Focus On Power-Efficient Design To Help Stop Global Warming

March 1, 2007
This year's One Powerful Issue takes on special significance given the widespread worries about global warming. With last month's unsettling report from the Intergovernmental Panel on Climate Change, energy efficiency is now sizzling on everybody's fr

This year's One Powerful Issue takes on special significance given the widespread worries about global warming. With last month's unsettling report from the Intergovernmental Panel on Climate Change, energy efficiency is now sizzling on everybody's front burner. Instead of cleaning up wasted energy via ever more elaborate cooling schemes, engineers are now thinking about power efficiency as one of the first tenets of good design.

Power efficiency was one of the central themes at last month's DesignCon conference in Santa Clara, Calif. Paul Platt, IDT's vice president of design service, told a panel audience that "power is now the top issue in design, and not just for the low-power guys working on portable products. Power bills and cooling costs are going through the roof at server farms."

Too often, manufacturers conduct power analysis "after the fact," Platt said. And while today's design tools allow some power efficiency modeling "at the architecture level, designers are not really getting the help they need. The tools need to offer more guidance early in the process," he said.

THE INDUSTRY'S VIEW
Brendon Farly of Silicon and Software Systems agreed, adding that new consumer electronics are creating a power crunch when it comes to scaling and leakage problems. "The challenges for lower power have really taken the industry by surprise," said Farly, citing the leakage issues at 130- and 90-nm process nodes. Design methodology must be adjusted to solve these problems, he said.

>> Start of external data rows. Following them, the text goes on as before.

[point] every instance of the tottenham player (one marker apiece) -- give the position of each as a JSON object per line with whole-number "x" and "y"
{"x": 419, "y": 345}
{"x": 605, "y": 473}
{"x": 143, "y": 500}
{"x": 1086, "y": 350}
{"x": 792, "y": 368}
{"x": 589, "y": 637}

Steve Carlson, Cadence's vice president of product marketing, agreed that power is today's crucial issue, noting that designers are even "dusting off" water cooling as a solution to overheated networking systems. He said that front-end/chip designers have had a "hall pass" when it comes to power issues, but it's time for that to change.

Chip designers have tended to overdesign the margin for timing closure, he said, which has an impact on power and die size. "I'm going around challenging designers on the over-constraining of clocks. It's time for evolution to a more directed approach to determine the margin needed," he said.

Leakage analysis often is applied across the entire design using a worst-case scenario, when the reality is that 10% of the transistors are causing 90% of the leakage. It's understandable that designers want to include a safe margin of error, but Carlson said that new tools allow designers to see the tradeoffs earlier and make more informed design choices.

The hitch, said Carlson, is that learning to use the new tools takes time, while designers are under constant pressure to get their designs out the door. He called engineers "agents of change," but he said they need support from their managers to allow the time to adopt new technologies—and get the best return on investment. Designers are understandably conservative in an era where mask sets cost millions and "nobody has a problem as long as the schedule stays the same," he said.

OUR VIEW
To explore some of the new power-optimizing design tools, see our Engineering Feature, "We Have Seen The Enemy, And The Enemy Is Heat" by EDA Editor David Maliniak. Moving up the design chain, our One Powerful Issue includes all of our regular departments, but with unique angles on power efficiency.

Our Leapfrog articles describe SMSC's temperature sensors and fan controllers that help "beat the heat" and also Intel's breakthrough high-k solution for leakage power. Contributing Editor Sam Davis breaks down power management subsystem design in this issue's Engineering Essentials . Zooming out to the macro side of the power continuum, Analog/Power Editor Don Tuite investigates electricity metering in his Technology Report .

Don reminds us that power design is part of an energy ecosystem—every milliwatt of efficiency designed in at the chip level is a milliwatt of power conserved when the meter is rolling. Global energy use and electronic design are part of the same power continuum. The further back in the chain we can design in power efficiency, the less "cleanup" we'll have to do later.

There is still skepticism among some engineers as to the reality of global warming. But from an electronic design perspective, aiming for maximum power efficiency is a win/win equation. As consumer demand and government policy focus more on conservation, green products and their designers will ride a rising tide, leaving low-efficiency "power hogs" in their wake.